Ceb · @Ceb

25th May 2019 from TwitLonger

One day wiser

First and foremost, I would like to apologize to those who have been offended by my stupidity. This obviously includes the Russian community, and more broadly the entire DotA community.

This is not about defending myself or justifying what I have written. I take full responsibility for that. I just want to apologize and say how ashamed I am to have given in to my emotions in this way. I would like to acknowledge my mistake here so that this type of act does not happen again.

Now that I have been able to distance myself a little bit from what happened, here is my reading of things.

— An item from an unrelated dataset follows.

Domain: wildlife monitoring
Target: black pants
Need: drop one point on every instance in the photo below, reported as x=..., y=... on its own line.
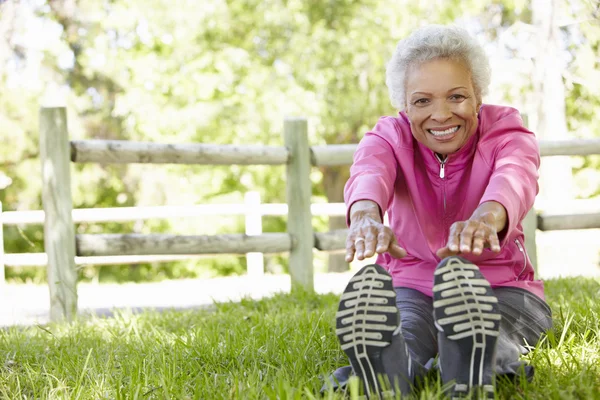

DotA is a wonderful game, which teaches you to cooperate with people from all over the world. Different cultures, nationalities, ages, sexes, etc. This is what makes our game so beautiful but also sometimes so difficult.

But you must never forget, and that's what I did that time, the passion. Passion before competition. Now, I got caught up in a conflict. I hope that this mistake will allow me, and all of us, to remember that we all share the same passion that drives us and that it is imperative to go beyond this type of events.

I am ashamed of my behaviour for two reasons. First of all because in any case, letting anger and emotions take over is never the right way to manage things. I obviously already knew this very well, because this is probably the first lesson you learn from competitive losses, and I have had many.

Secondly, I have become, whether I like it or not, a public figure. That makes me a role model in many ways. This gives me a responsibility to anyone who can listen to or admire my work. I am aware of this, I have the opportunity to inspire others and set an example. But the other day, not only did I offend many people, but I also let down those who believed in me. I am deeply sorry.

I would now like to turn to the words I used. I had to read them over and over again. Each of these occasions triggers the same shame and pain, really. The truth is that today, the Russian community is probably disappointed and angry at me, and I don't blame them. They react with pride and firmness. I expected nothing less from them. I have always been, not only respectful, but above all admiring the Russian culture. I would like you to know that I have been close to the Russian DotA community throughout my entire career, and I am grateful of all the amazing things I have been able to learn and experience thanks to it.

I am one of the few Western players to have played in tier 1 teams with many different CIS players. My first foreign tournaments were held in the CIS region, and to date I have participated in many competitions in Russia. I have always been very enthusiastic about giving back to the Russian community through interviews or any content creation. Because all I've gotten out of it so far is love, and I've always tried to give them that love back. I have changed my nickname to Cyrillic (OG.Себ), I sometimes promote Russian culture on my streams for those who follow them etc. Russia is one of the largest DotA countries, and as the biggest DotA fan, it has always been a pleasure to compete with or against Russian talent.

What I'm trying to get is that if I had been accused of harming a community or a nationality, I would have been hurt. But this one in particular leaves me devastated. I'm sorry for "betraying" your trust and respect, in a way. I hope that one day or another, with time and effort, I will be able to redeem myself with you and earn your forgiveness.

To do this, the first step for me will be to participate in a question and answer session with the Russian community itself.

It will take place live on the 26th at 12 am CET on RuHub.